Play to your strengths
My work and my work style would not have been possible without the support of my wife, Julie. She took care of the home and spent way more time raising our two children. It’s not always been easy and I am most appreciative of her efforts. Julie has a graduate degree in medieval studies, as well as an MBA. I think she was prescient in knowing that studying to be a saint would be handy when married to a scientist-entrepreneur...
I like giving back to the community and helping people. I feel I was born with a scientific “silver spoon in my mouth”. Not everyone is so lucky and I frequently meet young people who have not had much exposure to scientific life – I like to invite them to visit FinaBio. Other people’s work is always more fun than your own and it’s not a bad thing to take an interest – I’ve made many friends this way. And ironically, all of my goofing off as a magician over the years has had its benefits – I’ve learned to sell myself, which is incredibly useful now that I’m in business, and it’s also a nice icebreaker and a way to form relationships. For example, I used to make balloon animals for the sales reps, and one rep asked me to do a magic show for her kid’s birthday party, which I did. Today, she’s in charge of emerging biotechnology companies at a multinational pharma, and invited me to do a video interview for their website.
You never know where things will lead. Once, I did a performance to raise funds for the American Lung Association and I met someone who later became director of the University of Maryland’s Technology Enterprise Institute. A decade later, she remembered me favorably and I was engaged to teach bio-chromatography, which is how I became part of the faculty. And that also led to something else – being aware of my conjugate vaccine background, the director of the Center for Vaccine Development at the School of Medicine asked me to help with a salmonella vaccine project. He persuaded the Wellcome Trust to fund their salmonella conjugate vaccine program. The vaccine is now moving through the process of GMP manufacture in partnership with an Indian company. I’m now an associate professor of medicine at Maryland.
In starting Fina Biosolutions, my intent was to work to reduce the cost of conjugate vaccines for lower income countries by working with emerging market companies. Between developing efficient conjugation chemistry and reducing the cost of the carrier protein I feel that we have gone a long ways towards this goal.

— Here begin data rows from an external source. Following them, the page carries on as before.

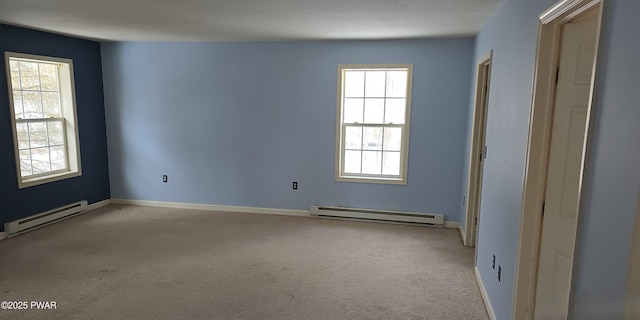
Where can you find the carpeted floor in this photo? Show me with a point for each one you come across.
(127, 262)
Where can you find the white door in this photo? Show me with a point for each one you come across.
(565, 162)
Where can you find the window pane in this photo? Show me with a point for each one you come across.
(56, 133)
(15, 74)
(38, 135)
(372, 139)
(395, 111)
(391, 163)
(374, 111)
(51, 105)
(58, 158)
(352, 161)
(32, 105)
(353, 110)
(375, 84)
(397, 84)
(354, 84)
(40, 160)
(29, 76)
(353, 138)
(48, 77)
(22, 131)
(17, 104)
(392, 139)
(25, 163)
(371, 162)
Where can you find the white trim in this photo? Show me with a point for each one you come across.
(535, 174)
(404, 154)
(485, 295)
(66, 84)
(478, 131)
(99, 204)
(212, 207)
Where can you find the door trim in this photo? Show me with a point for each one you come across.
(540, 123)
(474, 183)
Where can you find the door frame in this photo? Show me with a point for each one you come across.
(478, 131)
(541, 119)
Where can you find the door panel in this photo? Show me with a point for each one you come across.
(565, 164)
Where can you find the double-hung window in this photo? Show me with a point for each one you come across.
(43, 114)
(374, 103)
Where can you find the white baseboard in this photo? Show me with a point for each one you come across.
(211, 207)
(485, 296)
(99, 204)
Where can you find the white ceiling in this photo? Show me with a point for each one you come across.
(245, 20)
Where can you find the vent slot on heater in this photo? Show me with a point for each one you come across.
(378, 215)
(40, 220)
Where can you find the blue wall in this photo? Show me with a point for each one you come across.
(612, 178)
(93, 185)
(236, 123)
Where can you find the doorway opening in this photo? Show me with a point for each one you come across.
(477, 152)
(568, 37)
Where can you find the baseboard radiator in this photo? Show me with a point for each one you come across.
(40, 220)
(378, 215)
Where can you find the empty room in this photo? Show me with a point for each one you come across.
(440, 159)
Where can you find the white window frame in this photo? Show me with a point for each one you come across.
(340, 175)
(69, 118)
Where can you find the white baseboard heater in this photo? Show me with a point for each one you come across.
(378, 215)
(39, 220)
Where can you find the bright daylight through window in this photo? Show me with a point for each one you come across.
(44, 118)
(373, 123)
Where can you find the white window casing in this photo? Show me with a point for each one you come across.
(372, 123)
(43, 118)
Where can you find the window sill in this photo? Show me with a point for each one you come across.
(30, 182)
(358, 179)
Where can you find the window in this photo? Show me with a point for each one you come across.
(43, 114)
(373, 123)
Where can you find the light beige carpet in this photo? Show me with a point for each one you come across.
(127, 262)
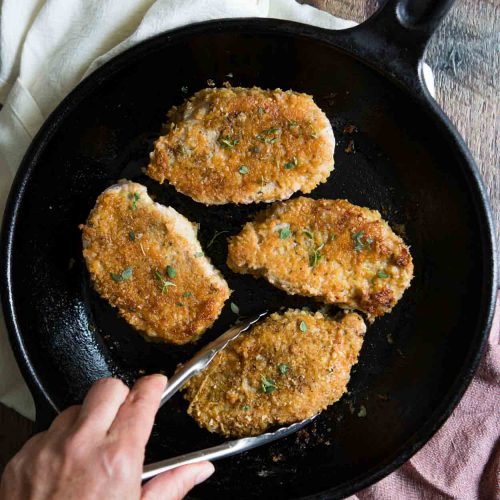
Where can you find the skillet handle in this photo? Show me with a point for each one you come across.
(396, 36)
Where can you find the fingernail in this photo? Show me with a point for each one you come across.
(207, 471)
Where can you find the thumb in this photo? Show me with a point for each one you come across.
(175, 484)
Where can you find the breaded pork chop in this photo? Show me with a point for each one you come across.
(286, 368)
(328, 249)
(145, 259)
(240, 145)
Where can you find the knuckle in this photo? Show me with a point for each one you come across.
(118, 463)
(74, 446)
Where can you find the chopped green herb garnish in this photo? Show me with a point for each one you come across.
(135, 198)
(316, 256)
(292, 163)
(125, 275)
(359, 244)
(164, 284)
(267, 385)
(284, 232)
(214, 237)
(283, 368)
(228, 143)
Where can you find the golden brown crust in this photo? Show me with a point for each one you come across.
(309, 370)
(127, 230)
(337, 252)
(244, 145)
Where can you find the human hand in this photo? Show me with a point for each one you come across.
(96, 450)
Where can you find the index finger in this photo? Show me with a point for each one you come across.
(135, 417)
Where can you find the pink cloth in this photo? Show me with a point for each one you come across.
(463, 459)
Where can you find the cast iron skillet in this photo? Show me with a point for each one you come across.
(408, 162)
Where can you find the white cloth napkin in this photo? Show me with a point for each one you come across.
(48, 46)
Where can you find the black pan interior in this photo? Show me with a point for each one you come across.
(402, 164)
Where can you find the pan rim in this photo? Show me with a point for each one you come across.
(477, 192)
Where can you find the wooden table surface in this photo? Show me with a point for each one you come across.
(465, 57)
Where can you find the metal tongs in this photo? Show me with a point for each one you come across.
(198, 363)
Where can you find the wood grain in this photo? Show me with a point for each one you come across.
(465, 57)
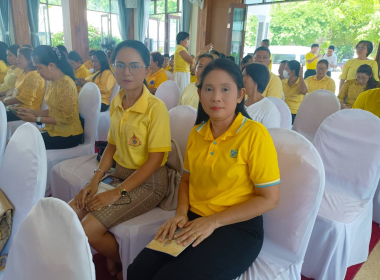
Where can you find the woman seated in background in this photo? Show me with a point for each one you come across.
(259, 108)
(157, 75)
(294, 86)
(13, 71)
(190, 94)
(231, 177)
(363, 50)
(29, 87)
(81, 72)
(139, 142)
(103, 78)
(321, 80)
(353, 88)
(63, 128)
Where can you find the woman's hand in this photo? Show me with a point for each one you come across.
(170, 226)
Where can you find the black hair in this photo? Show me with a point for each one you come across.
(46, 55)
(368, 44)
(262, 49)
(182, 36)
(74, 56)
(366, 69)
(294, 65)
(259, 74)
(231, 69)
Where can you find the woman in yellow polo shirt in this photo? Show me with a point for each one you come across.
(353, 88)
(63, 128)
(29, 88)
(139, 142)
(157, 74)
(231, 177)
(294, 86)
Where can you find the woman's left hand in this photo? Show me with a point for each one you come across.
(198, 230)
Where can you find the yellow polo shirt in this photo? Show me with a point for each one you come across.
(155, 80)
(141, 129)
(369, 101)
(274, 87)
(326, 82)
(225, 171)
(292, 96)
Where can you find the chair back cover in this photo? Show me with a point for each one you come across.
(349, 144)
(170, 93)
(283, 108)
(314, 109)
(51, 244)
(288, 227)
(23, 177)
(89, 108)
(182, 120)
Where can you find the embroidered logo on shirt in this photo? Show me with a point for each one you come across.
(134, 141)
(234, 153)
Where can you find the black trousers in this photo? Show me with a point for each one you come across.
(224, 255)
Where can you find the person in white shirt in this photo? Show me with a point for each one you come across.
(331, 58)
(259, 108)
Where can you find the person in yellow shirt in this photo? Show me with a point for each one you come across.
(294, 86)
(321, 80)
(63, 128)
(81, 72)
(274, 88)
(311, 61)
(139, 142)
(157, 75)
(231, 177)
(363, 50)
(13, 71)
(352, 89)
(29, 87)
(190, 95)
(103, 78)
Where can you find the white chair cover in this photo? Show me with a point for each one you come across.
(283, 108)
(349, 144)
(288, 227)
(51, 244)
(89, 108)
(182, 120)
(170, 93)
(23, 177)
(104, 118)
(314, 109)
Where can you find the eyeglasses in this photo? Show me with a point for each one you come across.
(134, 68)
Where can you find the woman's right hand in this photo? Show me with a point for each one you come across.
(170, 226)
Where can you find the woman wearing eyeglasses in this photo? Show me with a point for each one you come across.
(139, 142)
(363, 50)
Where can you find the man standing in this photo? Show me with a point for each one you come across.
(311, 61)
(331, 58)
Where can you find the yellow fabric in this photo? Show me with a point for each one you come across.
(155, 80)
(31, 88)
(190, 96)
(351, 90)
(369, 101)
(180, 65)
(326, 82)
(141, 129)
(349, 69)
(105, 83)
(292, 96)
(62, 99)
(225, 171)
(313, 65)
(274, 87)
(10, 79)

In short, I’ve made a career from two things: multivalency and being lazy (though in fairness, I think I’ve worked hard to be lazy). Acknowledging that we’re all human, I’ve tried to make FinaBio a forgiving place. For example, we don’t have “vacation time” at FinaBio – if you take time off, then it’s because you need it. (Also, vacation time needs to be tracked and that’s more work...)
I actually like to work and I think everyone in my lab is the same. I would say we’re consistently achieving two out of FinaBio’s three mission statement goals: doing good and having fun. The third one – not going bankrupt – is a constant challenge; it’s a bit of magic trick to keep pulling that one off.